In October 2003 together with others from the man and father’s rights movement of the time we called for the second Principal Family court Judge, Judge Mahoney to step down. The grounds for making this request are outlined in the enclosed letter to Helen Clark of 15 October 2003.
Coincidently or not, Judge Mahoney did retire and the current third Principal Family Court Judge, Judge Boshier was appointed in his place with a term of office limited to eight years only with the brief that he was to accelerate and promote innovation and change in the Family Court. He is now halfway through his term of office and while he has introduced incremental but piecemeal reforms, those have not been fast enough or far enough in my opinion to change the prevailing ‘culture’ of the Family Court and to treat more equally, fathers as parents with the right of generous contact or equal contact time with their children post separation.

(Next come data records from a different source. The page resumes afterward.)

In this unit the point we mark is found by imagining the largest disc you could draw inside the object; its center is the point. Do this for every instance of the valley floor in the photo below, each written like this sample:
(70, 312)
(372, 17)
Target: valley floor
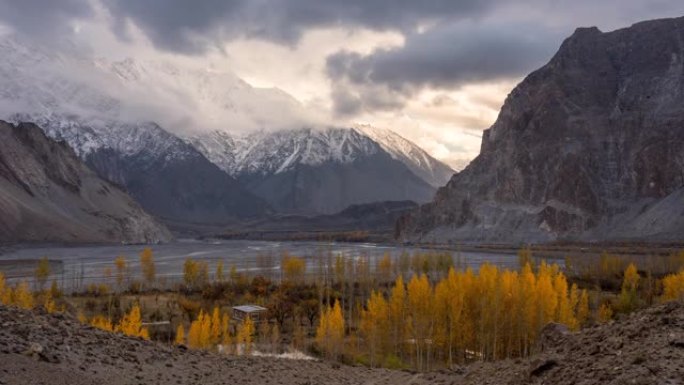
(646, 347)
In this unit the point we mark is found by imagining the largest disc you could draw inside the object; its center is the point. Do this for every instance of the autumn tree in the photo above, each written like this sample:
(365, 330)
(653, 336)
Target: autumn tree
(673, 287)
(244, 335)
(147, 265)
(330, 331)
(604, 313)
(5, 291)
(131, 324)
(397, 313)
(226, 339)
(48, 302)
(180, 335)
(22, 296)
(375, 326)
(215, 326)
(102, 322)
(628, 293)
(583, 309)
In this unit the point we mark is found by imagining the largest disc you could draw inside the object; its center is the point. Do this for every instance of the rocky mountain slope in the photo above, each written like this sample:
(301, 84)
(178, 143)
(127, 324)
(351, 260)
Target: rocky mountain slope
(35, 348)
(103, 113)
(589, 147)
(167, 176)
(429, 169)
(47, 194)
(317, 171)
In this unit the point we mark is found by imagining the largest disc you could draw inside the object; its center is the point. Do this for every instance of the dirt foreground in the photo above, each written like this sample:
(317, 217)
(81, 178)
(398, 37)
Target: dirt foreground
(35, 348)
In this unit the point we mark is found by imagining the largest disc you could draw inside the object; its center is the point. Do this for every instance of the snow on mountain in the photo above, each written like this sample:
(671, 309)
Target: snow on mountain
(415, 158)
(38, 82)
(279, 151)
(103, 109)
(274, 152)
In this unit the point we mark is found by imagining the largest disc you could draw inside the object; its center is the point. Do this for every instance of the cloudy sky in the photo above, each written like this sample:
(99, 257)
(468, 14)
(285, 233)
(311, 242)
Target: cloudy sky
(435, 71)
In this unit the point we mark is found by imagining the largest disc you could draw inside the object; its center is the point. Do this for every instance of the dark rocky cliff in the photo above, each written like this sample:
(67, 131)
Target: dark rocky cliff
(47, 194)
(589, 147)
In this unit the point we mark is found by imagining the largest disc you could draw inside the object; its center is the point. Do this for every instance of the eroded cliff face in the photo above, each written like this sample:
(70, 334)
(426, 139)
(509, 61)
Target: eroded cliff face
(48, 195)
(590, 147)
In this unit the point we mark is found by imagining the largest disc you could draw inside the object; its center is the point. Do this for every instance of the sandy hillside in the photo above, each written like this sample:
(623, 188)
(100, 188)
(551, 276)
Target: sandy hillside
(644, 348)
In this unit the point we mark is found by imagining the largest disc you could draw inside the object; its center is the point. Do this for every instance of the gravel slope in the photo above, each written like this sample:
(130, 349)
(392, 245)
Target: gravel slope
(644, 348)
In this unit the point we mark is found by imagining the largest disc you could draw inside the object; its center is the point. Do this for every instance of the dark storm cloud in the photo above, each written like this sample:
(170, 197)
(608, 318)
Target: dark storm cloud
(445, 56)
(176, 24)
(44, 19)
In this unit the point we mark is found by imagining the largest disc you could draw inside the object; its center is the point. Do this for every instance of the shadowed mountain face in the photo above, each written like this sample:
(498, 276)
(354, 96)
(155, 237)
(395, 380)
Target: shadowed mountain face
(167, 176)
(48, 195)
(320, 171)
(590, 146)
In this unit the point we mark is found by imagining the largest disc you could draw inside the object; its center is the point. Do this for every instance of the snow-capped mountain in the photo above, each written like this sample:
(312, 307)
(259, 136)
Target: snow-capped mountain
(93, 113)
(431, 170)
(104, 110)
(313, 171)
(273, 152)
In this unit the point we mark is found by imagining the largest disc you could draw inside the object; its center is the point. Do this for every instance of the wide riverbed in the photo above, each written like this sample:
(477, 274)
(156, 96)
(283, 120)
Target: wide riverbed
(77, 266)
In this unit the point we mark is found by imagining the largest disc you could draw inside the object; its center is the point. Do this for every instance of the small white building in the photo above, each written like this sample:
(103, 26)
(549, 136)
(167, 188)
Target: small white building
(255, 312)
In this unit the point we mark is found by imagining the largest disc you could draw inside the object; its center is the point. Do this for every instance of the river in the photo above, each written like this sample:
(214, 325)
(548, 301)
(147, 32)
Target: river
(74, 267)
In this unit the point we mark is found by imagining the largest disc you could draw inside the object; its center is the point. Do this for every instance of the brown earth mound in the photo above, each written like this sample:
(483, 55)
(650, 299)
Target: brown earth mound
(35, 348)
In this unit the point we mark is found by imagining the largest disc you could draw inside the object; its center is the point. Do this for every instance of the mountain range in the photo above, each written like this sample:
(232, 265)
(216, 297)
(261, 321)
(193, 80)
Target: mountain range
(47, 195)
(191, 145)
(588, 147)
(323, 171)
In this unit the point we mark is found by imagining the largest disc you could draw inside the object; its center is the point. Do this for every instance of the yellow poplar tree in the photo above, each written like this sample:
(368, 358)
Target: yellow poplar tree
(375, 325)
(131, 324)
(330, 331)
(219, 272)
(216, 326)
(583, 308)
(180, 335)
(605, 313)
(244, 335)
(628, 293)
(397, 309)
(195, 332)
(419, 300)
(225, 331)
(673, 287)
(22, 296)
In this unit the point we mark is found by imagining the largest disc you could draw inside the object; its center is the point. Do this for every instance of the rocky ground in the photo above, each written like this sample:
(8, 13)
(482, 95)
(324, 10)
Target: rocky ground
(35, 348)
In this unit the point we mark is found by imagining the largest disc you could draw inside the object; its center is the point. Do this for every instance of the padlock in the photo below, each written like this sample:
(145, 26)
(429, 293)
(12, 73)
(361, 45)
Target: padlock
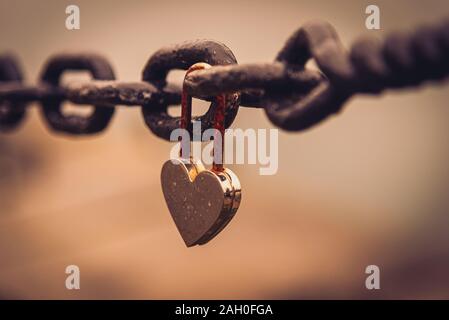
(201, 201)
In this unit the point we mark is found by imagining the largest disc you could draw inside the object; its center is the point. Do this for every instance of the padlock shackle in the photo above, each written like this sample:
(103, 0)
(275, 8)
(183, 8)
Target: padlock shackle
(219, 117)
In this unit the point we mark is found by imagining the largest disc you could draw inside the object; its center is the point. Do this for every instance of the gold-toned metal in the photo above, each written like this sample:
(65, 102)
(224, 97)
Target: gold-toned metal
(202, 202)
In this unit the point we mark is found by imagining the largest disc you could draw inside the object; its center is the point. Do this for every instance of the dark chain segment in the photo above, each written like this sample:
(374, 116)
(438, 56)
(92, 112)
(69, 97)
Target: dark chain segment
(293, 96)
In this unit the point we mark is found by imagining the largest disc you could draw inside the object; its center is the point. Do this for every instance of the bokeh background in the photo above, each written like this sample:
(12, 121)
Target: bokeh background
(369, 186)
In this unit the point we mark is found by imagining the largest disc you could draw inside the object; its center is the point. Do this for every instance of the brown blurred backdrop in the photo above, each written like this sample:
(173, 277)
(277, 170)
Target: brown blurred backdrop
(370, 186)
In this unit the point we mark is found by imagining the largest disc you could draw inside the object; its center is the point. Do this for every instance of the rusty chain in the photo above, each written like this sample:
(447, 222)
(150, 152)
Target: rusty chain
(294, 97)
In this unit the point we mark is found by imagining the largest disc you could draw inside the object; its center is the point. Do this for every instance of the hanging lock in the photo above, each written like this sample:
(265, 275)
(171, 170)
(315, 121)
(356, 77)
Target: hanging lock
(201, 201)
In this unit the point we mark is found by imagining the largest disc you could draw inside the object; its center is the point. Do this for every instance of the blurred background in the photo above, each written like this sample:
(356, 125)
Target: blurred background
(369, 186)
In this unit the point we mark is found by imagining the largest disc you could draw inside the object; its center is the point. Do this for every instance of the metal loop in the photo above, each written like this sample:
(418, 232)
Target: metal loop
(182, 57)
(295, 111)
(11, 113)
(100, 69)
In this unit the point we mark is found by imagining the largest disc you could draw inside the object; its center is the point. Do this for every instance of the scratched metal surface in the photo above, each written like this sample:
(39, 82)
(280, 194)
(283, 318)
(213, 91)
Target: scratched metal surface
(367, 187)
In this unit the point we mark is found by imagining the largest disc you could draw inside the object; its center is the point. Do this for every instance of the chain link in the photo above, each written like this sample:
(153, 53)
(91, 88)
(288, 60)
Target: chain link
(294, 97)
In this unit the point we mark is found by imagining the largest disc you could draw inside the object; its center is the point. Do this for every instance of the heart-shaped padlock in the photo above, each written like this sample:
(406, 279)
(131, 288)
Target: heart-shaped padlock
(201, 201)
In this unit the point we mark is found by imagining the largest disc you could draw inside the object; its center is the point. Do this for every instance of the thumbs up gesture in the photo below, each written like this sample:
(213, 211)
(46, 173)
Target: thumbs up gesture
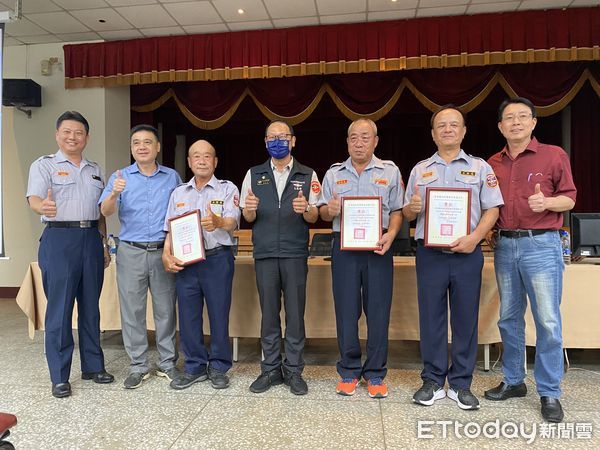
(334, 206)
(49, 205)
(210, 221)
(537, 201)
(251, 201)
(119, 183)
(300, 203)
(416, 202)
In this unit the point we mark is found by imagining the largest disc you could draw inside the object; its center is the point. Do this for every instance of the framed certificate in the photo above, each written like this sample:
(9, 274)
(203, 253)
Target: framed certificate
(185, 233)
(360, 224)
(447, 215)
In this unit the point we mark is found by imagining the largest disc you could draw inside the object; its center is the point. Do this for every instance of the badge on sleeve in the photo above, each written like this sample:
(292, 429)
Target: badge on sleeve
(315, 186)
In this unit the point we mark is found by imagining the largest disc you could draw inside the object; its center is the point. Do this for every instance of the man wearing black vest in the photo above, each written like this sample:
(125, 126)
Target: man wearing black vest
(278, 197)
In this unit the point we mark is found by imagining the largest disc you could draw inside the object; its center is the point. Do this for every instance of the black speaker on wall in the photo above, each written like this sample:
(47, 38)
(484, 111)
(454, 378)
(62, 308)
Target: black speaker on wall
(21, 92)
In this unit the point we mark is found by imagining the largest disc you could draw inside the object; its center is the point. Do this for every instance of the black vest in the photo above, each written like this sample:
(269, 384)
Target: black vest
(279, 232)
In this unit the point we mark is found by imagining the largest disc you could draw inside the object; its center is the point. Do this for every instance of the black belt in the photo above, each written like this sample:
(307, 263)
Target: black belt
(73, 224)
(148, 246)
(214, 251)
(521, 233)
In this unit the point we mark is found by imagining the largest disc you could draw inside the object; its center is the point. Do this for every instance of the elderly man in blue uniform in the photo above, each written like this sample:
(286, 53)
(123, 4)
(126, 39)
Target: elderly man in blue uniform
(279, 198)
(363, 280)
(210, 279)
(64, 189)
(140, 193)
(450, 273)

You may or may not know that about 500 men commit suicide each year with 300 suicides linked to post –separation trauma. A subset of this total has contested custody in the Family Court and we understand through the current Families Commissioner, Dr Jan Pryor, that Judge Boshier is extremely concerned about those statistics. For over three years the men’s rights groups have made representations to the Families Commission and we have received sympathetic hearings mostly from Dr Prasad. I also include two bound documents presented to the Commission in 2007 which I hope will serve to persuade you that the Family court is not gender neutral as your predecessor, Rick Barker has so firmly asserted.
The main purpose of this letter is to challenge his statement and yours that you remain to be convinced that the Family Court is gender bias.
May we draw your particular attention to the six case –histories (including Mr Easton’s) and to the readings “Families Need Fathers” which contain two Editorials in the New Zealand Law Journal of March 2004 and August 2006.This is strident criticism indeed coming as it does from within the legal profession itself. We asked the Families Commission to support our call for a Royal commission of Inquiry into the Family Court, which Dr Prasad declined to do in view of the number of existing reports( at least six) on the Family Court, particularly the Law Commission’s report of March 2003.Dr Prasad quite rightly observed that the path to reform was contained in this report and all that needed to be done was for the Court to actually implement its main recommendations!
He also suggested that we take our case to the Human Rights Commission, but to little avail so far.
The recently legislated Family matters bill now incorporated into the original 1980 Family Courts legislation changes little in my view and certainly not be prevailing and well –entrenched anti-male, anti father bias. This is not exclusively the situation because two of our cases are of women also harshly treated by the Courts. So we are looking not only at gender bias but downright incompetence and judicial misfeasance as well.
Our working party is now seriously writing in similar vein to John Key calling for Judge Boshier to step down unless he, in his last four years of office, greatly accelerates the pace of reform. While he meets periodically with lobby groups advancing women’s rights, he has, over more recent years, declined to meet with the men’s and father’s rights groups.
Before we ask to meet the Prime Minister, we would like to request a meeting to discuss these issues with you at a time to your convenience.
Kind regards
Craig Jackson.
On behalf of the Fathers Coalition Working Party
Wellington
cc
Chester Borrows, MP
Rick Barker, MP
Dr Rajen Prasad, MP
Grant Robertson, MP
Rodney Hide, MP
Paula Bennett, MP
Ros Noonan, Chief Human Rights Commissioner
Jan Pryor, Chief Executive Officer, Families Commission.
1 comment:
A very well written and articulate letter. I hope he gets the meeting. Best wishes from a dad in Canada.